I loved How To Be A Heroine: Or, what I’ve learned from reading too much as soon as I saw that title and I placed an order as soon as it appeared it library stock. It’s as wonderful as I hoped, and I’m not going to want to give it back to the library but I’ve been reading at lot of my own books and I really need to make some space on my ticket.

I picked up Red Pottage because it’s on my Classics Club list, because it worked for my 100 Years of Books, and because I’ve spotted others with great taste on books loving it. I followed a trail from Lisa to Hayley to Simon. I loved the first few chapters, but I’ve put it on hold until I’ve caught up with one or two other books.

I pulled The Beth Book off the Virago bookcase for the same reasons, and I didn’t mean to pick it up yet but I loved the first chapter and I had to carry on.

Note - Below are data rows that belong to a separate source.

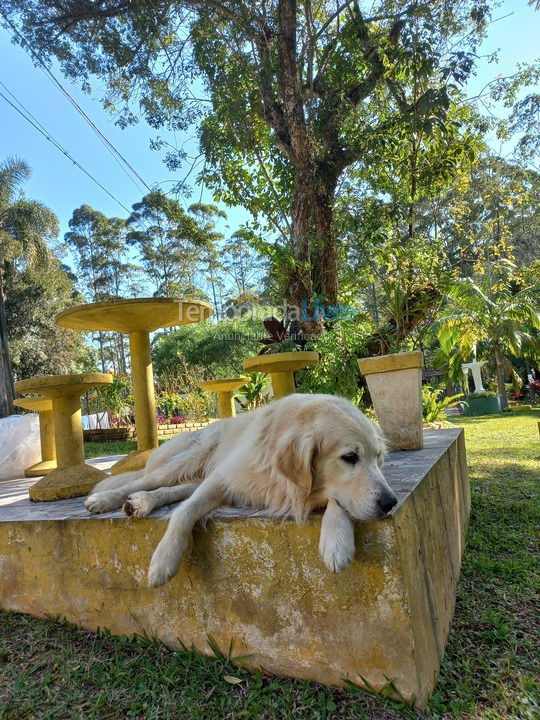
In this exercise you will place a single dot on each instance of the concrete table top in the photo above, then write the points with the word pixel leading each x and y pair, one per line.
pixel 132 315
pixel 137 317
pixel 281 362
pixel 57 386
pixel 34 404
pixel 225 385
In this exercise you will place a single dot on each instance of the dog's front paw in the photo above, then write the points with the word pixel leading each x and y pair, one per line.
pixel 336 544
pixel 102 502
pixel 165 561
pixel 336 556
pixel 138 504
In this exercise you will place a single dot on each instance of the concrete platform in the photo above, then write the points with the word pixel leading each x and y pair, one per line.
pixel 259 580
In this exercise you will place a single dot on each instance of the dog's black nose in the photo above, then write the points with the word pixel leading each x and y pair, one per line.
pixel 387 501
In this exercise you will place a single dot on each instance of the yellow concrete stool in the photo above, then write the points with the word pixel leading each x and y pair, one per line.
pixel 137 318
pixel 281 367
pixel 43 406
pixel 225 392
pixel 72 476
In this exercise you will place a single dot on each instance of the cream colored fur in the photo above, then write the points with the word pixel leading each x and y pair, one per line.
pixel 292 456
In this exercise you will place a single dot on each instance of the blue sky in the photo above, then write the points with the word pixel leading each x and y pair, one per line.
pixel 59 184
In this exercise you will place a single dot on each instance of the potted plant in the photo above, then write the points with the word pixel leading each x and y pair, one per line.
pixel 483 403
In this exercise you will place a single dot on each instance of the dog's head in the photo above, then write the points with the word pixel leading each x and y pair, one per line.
pixel 329 449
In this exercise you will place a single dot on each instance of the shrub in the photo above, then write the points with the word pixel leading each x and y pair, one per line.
pixel 478 396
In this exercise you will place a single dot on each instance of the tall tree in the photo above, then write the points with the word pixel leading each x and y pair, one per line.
pixel 39 346
pixel 294 92
pixel 99 246
pixel 25 226
pixel 206 217
pixel 169 244
pixel 242 263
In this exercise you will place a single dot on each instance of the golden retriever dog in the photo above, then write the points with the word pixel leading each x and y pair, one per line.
pixel 292 456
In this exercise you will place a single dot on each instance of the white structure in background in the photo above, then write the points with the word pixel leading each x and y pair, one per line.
pixel 474 367
pixel 96 420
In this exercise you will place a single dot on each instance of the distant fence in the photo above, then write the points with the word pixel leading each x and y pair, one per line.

I’m reading The Game of Kings with a group – one of the Lymond novels every two month, so we’ll have read the series by the end of the year. So many people love Dorothy Dunnett, and I’m beginning to see why, but I’m not entirely smitten yet. Time will tell …..

And I’m reading Clarissa in real time. I started a couple of years ago but I fell off the read-along. It was the year my mother was ill and moved into a nursing home, and I didn’t have electronic means then and it just wasn’t practical to carry such a big book around with me. But now I do and so I’m trying again, with a Twitter read-along.

And that’s it.

Everything else has gone back on the shelf, to be started again one day in the not too distant future.

My plan I to keep reading the big books at a steady rate, and to read the smaller books along the way.

I’ll finish the second volume of Strange & Norrell tonight, and I’m going to be ‘Doing Dunnett’ at the weekend.

Then I’ll see where I am. And pick up one or two other books.

Sometimes I wish I was the kind of person who picked up one book at a time, to read from cover to cover before picking up another, but I’m not. I do like my system, I just have to bring it under control.

What works for you?

What are you reading? What are your plans?